Dirimpetto a Ceselli, dalla parte opposta del fosso, si erge la chiesa di S. Vito, piccolo edificio romanico con abside semicircolare, bifore nella facciata e campanile a vela. L’interno, tagliato in due vani nel sec. XVI e XVII, che raffigurano principalmente il santo titolare, assai invocato contro la rabbia e quindi contro il morso dei cani. Alcuni elementi costruttivi di età romana testimoniano la preesistenza di un più antico edificio di culto pagano.

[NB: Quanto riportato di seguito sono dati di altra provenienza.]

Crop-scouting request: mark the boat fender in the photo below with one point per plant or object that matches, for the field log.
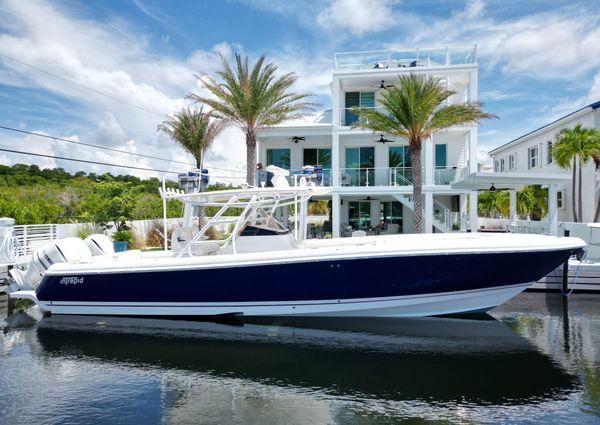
(99, 244)
(67, 250)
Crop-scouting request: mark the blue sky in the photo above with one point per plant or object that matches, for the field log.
(109, 72)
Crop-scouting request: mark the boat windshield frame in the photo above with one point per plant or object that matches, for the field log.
(259, 207)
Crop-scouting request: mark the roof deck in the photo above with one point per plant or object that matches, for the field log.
(406, 58)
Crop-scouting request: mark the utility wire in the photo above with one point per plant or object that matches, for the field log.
(111, 149)
(91, 145)
(83, 86)
(87, 161)
(103, 163)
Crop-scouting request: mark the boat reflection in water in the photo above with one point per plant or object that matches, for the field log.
(434, 360)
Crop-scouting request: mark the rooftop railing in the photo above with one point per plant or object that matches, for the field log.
(406, 58)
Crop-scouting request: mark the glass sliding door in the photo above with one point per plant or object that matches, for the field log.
(359, 166)
(279, 158)
(391, 213)
(318, 156)
(401, 166)
(359, 214)
(357, 99)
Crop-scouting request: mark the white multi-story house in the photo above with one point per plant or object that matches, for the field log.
(531, 154)
(370, 174)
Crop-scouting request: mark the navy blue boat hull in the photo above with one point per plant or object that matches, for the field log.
(346, 279)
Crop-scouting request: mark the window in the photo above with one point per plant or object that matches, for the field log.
(318, 157)
(440, 156)
(399, 160)
(560, 196)
(359, 214)
(359, 166)
(533, 157)
(399, 156)
(512, 161)
(279, 158)
(357, 99)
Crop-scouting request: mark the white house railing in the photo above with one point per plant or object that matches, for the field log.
(406, 58)
(28, 237)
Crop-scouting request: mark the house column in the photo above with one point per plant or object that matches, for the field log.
(463, 211)
(512, 209)
(473, 165)
(474, 224)
(552, 210)
(336, 112)
(336, 211)
(428, 163)
(335, 159)
(427, 212)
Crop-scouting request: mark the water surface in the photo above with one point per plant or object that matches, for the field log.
(533, 360)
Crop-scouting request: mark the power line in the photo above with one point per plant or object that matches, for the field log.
(83, 86)
(110, 149)
(91, 145)
(103, 163)
(87, 161)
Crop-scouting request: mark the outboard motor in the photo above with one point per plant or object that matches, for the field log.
(59, 251)
(99, 244)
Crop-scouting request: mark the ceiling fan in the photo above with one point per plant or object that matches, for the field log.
(494, 189)
(384, 141)
(297, 139)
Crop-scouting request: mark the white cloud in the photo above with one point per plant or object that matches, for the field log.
(358, 16)
(558, 43)
(570, 105)
(107, 58)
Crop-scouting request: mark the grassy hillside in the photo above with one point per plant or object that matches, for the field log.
(32, 195)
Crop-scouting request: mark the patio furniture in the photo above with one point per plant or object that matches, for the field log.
(392, 229)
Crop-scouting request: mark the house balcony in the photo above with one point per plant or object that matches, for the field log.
(362, 177)
(407, 58)
(391, 176)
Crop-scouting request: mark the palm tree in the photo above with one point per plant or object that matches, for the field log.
(414, 111)
(573, 148)
(253, 99)
(194, 130)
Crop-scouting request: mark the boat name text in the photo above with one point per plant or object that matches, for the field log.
(71, 280)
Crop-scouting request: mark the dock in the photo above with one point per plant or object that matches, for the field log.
(585, 275)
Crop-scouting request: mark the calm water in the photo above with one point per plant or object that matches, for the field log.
(534, 360)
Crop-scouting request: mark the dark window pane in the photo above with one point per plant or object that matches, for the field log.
(440, 155)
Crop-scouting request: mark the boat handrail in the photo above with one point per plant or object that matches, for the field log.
(207, 226)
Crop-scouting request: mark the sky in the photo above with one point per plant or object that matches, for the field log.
(109, 72)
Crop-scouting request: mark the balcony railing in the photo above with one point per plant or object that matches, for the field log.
(322, 178)
(376, 176)
(407, 58)
(445, 175)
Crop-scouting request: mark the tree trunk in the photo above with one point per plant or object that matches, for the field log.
(200, 210)
(597, 214)
(580, 197)
(415, 157)
(250, 156)
(573, 186)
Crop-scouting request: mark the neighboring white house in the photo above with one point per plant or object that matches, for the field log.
(530, 154)
(370, 174)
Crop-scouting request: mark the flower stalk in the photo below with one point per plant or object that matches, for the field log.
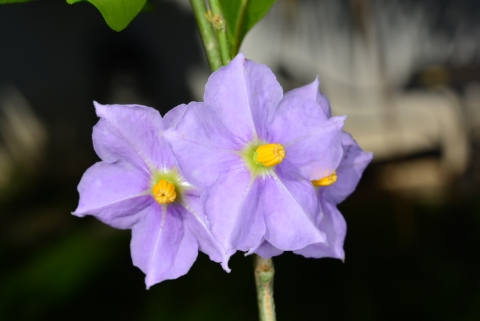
(264, 273)
(220, 25)
(208, 36)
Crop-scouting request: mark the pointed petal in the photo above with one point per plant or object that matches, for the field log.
(335, 228)
(244, 94)
(161, 246)
(267, 250)
(131, 133)
(173, 116)
(203, 147)
(311, 91)
(113, 193)
(289, 222)
(196, 221)
(231, 206)
(350, 170)
(312, 142)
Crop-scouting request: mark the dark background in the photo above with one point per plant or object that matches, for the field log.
(407, 257)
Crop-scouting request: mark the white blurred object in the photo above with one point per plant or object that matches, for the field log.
(360, 67)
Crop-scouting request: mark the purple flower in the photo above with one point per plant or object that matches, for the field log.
(256, 152)
(137, 186)
(331, 190)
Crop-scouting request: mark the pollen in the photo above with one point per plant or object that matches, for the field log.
(326, 181)
(270, 154)
(164, 192)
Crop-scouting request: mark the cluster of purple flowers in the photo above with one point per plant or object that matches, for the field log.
(249, 169)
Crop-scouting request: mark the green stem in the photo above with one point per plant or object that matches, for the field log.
(264, 273)
(220, 25)
(207, 34)
(238, 28)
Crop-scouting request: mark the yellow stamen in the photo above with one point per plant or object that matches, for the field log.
(270, 154)
(164, 192)
(326, 181)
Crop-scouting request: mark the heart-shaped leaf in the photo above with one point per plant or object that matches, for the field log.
(117, 13)
(241, 16)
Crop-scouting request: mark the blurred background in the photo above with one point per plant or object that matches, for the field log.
(406, 72)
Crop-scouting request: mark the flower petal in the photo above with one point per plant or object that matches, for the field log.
(244, 95)
(132, 133)
(350, 170)
(196, 221)
(335, 228)
(231, 206)
(312, 142)
(162, 247)
(203, 147)
(113, 193)
(267, 250)
(173, 116)
(311, 91)
(289, 222)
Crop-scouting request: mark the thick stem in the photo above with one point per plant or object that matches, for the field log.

Nei pressi del paese, dopo aver attraversato il villaggio di Contaglia, s’incontra la chiesa di S. Sabino edificata in epoca romanica lungo la vecchia strada per Spoleto, su un poggio adibito poi ad uso cimiteriale che ha conquistato anche parte dell’antico edificio. Le pareti della navata, che termina con un’abside semicircolare, conservando tracce di affreschi, tra cui si distingue un santo vescovo, forse il titolare della chiesa, già vescovo di Spoleto e martire, vissuto nel III secolo.